=============================
Develop: Main Developer Guide
=============================

Thanks for helping develop ``pycmor``! This document will guide you through
the code structure and layout, and provide a few tips on how to contribute.

Getting Started
---------------
To get started, you should clone the repository and install the dependencies. We give
a few extra dependencies for testing and documentation, so you should install these as well::

    git clone https://github.com/esm-tools/pycmor.git
    cd pycmor
    pip install -e ".[dev,doc]"

This will install the package in "editable" mode, so you can make changes to the code. The
``dev`` and ``doc`` extras will install the dependencies needed for testing and documentation,
respectively. Before changing anything, make sure that the tests are passing::

    pytest

Next, you should familiarize yourself with the code layout and the main building blocks. These
are described in the next section.


Code Layout and Main Classes
----------------------------

We use a ``src`` layout, with all files living under ``./src/pycmor``. The code is
generally divided into several building blocks:

* :py:class:`~pycmor.rule.Rule` is the main class that defines a rule for processing a CMOR variable.

* :py:class:`~pycmor.pipeline.Pipeline` (or an object inherited from :py:class:`~pycmor.pipeline.Pipeline`) is a collection
  of actions that can be applied to a set of files described by a :py:class:`~pycmor.rule.Rule`. A few default pipelines are
  provided, and you can also define your own.

* :py:class:`~pycmor.cmorizer.CMORizer` is responsible for reading in the rules, and managing the various
  objects.

:py:class:`~pycmor.rule.Rule` Class
-------------------------------------

This is the main building block for handling a set of files produced by a model.
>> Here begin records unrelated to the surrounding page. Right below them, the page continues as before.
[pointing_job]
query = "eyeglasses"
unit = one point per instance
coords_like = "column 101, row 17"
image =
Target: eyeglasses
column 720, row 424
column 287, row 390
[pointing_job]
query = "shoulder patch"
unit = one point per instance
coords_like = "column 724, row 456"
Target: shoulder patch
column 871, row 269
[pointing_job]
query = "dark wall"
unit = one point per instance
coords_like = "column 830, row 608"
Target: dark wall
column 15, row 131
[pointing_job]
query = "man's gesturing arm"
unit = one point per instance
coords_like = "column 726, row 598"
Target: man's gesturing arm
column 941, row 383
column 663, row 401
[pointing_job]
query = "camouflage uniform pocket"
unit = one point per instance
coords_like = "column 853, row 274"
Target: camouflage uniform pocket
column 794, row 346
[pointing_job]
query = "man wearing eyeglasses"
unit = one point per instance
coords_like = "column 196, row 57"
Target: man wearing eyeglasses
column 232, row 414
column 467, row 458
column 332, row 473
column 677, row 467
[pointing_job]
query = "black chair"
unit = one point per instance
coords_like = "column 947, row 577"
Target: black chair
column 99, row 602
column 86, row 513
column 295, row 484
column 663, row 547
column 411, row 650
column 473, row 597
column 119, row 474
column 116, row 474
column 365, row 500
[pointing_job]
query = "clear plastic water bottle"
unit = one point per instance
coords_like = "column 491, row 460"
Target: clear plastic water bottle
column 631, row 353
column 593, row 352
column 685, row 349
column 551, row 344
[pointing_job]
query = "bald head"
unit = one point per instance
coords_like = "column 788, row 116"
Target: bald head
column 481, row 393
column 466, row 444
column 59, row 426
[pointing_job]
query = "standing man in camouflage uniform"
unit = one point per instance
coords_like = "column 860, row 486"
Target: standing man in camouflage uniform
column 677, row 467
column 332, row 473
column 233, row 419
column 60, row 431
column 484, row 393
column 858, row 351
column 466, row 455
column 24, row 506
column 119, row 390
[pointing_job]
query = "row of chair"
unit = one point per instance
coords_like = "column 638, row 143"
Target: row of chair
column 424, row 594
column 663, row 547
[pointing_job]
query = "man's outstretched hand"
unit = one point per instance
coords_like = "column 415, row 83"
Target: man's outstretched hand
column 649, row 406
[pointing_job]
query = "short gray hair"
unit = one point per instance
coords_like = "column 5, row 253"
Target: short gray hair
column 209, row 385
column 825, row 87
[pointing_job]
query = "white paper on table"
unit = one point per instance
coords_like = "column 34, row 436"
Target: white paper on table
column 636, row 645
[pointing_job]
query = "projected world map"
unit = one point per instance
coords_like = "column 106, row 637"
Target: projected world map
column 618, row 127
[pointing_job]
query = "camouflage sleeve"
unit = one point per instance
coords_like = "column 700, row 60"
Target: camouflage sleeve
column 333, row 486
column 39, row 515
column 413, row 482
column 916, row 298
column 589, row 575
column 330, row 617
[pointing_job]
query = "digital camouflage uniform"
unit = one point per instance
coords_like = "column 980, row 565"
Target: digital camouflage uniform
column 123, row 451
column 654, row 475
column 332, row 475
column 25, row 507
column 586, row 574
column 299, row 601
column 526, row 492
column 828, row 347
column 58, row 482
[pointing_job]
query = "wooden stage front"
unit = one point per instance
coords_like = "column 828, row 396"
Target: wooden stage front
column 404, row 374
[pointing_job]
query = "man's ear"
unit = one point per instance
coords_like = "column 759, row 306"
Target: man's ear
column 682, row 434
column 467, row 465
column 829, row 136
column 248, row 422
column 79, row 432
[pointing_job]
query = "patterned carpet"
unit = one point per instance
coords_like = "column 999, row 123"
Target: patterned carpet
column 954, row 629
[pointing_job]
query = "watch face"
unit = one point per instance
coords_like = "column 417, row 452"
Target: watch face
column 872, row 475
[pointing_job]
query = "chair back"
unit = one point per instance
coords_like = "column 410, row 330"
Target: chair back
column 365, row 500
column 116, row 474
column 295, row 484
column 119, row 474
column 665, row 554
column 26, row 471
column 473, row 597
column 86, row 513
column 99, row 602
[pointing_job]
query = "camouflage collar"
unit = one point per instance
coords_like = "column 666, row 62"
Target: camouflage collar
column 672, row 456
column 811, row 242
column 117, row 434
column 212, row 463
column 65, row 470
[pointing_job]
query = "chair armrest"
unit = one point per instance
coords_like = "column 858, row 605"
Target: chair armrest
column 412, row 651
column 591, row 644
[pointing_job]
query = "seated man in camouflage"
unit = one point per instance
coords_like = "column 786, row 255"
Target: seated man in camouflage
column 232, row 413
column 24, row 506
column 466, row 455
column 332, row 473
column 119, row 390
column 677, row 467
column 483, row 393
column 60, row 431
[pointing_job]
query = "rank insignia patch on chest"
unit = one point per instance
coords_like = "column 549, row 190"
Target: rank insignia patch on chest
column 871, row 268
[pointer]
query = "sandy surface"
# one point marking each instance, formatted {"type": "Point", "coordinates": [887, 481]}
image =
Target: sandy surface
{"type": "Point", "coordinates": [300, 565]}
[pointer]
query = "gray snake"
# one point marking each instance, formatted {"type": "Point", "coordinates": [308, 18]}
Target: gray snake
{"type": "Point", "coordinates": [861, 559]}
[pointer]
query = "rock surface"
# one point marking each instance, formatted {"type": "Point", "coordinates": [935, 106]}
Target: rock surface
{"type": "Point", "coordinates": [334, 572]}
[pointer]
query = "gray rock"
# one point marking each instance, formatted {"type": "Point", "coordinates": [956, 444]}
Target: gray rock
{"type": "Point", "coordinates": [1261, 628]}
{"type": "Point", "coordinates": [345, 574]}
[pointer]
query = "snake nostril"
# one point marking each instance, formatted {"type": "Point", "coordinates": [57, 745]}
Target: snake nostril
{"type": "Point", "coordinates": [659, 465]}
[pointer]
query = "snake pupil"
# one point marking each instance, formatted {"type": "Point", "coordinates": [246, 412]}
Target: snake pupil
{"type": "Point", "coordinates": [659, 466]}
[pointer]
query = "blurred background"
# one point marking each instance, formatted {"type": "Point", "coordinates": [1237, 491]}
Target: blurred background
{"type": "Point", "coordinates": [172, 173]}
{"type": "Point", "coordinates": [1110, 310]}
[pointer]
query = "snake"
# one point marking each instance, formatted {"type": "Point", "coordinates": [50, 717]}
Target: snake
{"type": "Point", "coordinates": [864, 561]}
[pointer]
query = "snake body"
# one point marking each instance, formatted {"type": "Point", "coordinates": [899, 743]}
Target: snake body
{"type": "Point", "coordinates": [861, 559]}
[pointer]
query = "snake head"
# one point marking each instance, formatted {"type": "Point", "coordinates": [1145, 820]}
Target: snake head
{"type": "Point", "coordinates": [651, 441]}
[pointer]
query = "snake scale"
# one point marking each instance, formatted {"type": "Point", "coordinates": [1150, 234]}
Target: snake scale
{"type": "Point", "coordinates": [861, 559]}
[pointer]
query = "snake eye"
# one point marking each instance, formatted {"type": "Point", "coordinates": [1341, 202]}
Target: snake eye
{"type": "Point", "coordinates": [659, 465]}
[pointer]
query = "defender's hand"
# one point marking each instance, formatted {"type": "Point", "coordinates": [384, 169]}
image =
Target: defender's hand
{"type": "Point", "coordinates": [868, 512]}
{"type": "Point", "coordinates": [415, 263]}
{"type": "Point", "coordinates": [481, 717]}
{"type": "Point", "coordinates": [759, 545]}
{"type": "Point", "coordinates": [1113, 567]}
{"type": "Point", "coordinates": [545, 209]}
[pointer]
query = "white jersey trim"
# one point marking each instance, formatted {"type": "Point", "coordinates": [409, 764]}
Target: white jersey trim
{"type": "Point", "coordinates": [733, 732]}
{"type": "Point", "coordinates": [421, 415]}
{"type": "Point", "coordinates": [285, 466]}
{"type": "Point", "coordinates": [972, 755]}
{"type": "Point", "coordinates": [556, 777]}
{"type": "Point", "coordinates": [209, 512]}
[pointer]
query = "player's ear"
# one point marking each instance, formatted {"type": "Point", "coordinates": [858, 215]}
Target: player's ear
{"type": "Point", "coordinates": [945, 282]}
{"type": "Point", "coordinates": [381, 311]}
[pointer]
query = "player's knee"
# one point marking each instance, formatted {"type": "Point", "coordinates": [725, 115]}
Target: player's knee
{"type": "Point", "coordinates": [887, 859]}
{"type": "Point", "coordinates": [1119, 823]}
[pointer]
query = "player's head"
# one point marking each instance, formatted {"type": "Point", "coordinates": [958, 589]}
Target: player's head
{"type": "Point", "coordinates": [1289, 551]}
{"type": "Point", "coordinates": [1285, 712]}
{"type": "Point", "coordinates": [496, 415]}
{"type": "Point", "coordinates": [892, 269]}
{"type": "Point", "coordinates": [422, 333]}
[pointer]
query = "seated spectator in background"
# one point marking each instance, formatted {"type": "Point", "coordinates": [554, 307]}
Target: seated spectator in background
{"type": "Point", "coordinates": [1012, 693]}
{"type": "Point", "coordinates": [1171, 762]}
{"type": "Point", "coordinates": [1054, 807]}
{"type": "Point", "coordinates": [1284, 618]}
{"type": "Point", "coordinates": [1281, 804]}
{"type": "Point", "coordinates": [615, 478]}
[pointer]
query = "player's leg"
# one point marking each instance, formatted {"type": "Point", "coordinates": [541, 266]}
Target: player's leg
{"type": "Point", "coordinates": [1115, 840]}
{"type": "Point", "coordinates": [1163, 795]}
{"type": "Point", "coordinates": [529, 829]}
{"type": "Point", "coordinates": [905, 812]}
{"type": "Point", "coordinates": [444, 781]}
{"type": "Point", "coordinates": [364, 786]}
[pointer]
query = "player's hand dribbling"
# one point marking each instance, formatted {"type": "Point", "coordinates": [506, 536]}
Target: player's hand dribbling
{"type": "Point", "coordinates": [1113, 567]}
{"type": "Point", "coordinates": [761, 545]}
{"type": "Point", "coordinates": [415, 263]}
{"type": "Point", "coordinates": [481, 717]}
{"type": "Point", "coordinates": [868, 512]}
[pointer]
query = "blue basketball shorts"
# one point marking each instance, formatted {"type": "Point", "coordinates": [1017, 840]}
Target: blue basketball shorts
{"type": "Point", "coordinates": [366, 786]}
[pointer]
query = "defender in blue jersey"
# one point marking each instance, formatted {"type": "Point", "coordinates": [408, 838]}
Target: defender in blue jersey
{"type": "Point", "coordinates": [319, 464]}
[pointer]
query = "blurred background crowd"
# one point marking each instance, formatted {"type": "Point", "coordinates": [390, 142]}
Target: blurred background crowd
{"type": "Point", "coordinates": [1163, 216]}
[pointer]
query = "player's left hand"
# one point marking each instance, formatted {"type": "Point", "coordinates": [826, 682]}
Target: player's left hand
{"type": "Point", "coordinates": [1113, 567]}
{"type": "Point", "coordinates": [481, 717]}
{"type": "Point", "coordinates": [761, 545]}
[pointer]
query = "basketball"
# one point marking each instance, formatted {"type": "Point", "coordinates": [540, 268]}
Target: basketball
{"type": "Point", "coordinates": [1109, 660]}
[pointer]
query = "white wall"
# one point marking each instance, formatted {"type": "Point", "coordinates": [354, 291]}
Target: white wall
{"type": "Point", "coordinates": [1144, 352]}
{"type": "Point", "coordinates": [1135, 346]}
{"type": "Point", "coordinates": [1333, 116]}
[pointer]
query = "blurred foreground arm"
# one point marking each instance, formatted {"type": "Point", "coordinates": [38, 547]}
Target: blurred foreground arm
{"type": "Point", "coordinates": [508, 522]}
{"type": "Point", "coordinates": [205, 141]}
It has the following attributes:

  1. ``input_patterns``: A list of regular expressions that are used to match the
     input file name. Note that this is **regex**, not globbing!
  2. ``cmor_variable``: The ``CMOR`` name of the variable.
  3. ``pipelines``: A list of pipeline names that should be applied to the data.

Any other attributes can be added to the rule, and will appear in the ``rule_spec`` as attributes of the ``Rule`` object. In YAML, a minimal rule
looks like this:

.. code-block:: yaml

    input_patterns: [".*"]
    cmor_variable: tas
    pipelines: [My Pipeline]


:py:class:`~pycmor.pipeline.Pipeline` Class
---------------------------------------------

The :py:class:`~pycmor.pipeline.Pipeline` class is a collection of actions that can be applied to a set of files. It should have a
``name`` attribute that describes the pipeline. If not given during construction, a random one is generated. The actions are stored in a list, and
are applied in order. There are a few ways to construct a pipeline. You can either create one from a list of actions (also called steps)::

    >>> pipeline = pycmor.pipeline.Pipeline([action1, action2], name="My Pipeline")
    >>> # Or use the class method:
    >>> pl = Pipeline.from_list([action1, action2], name="My Pipeline")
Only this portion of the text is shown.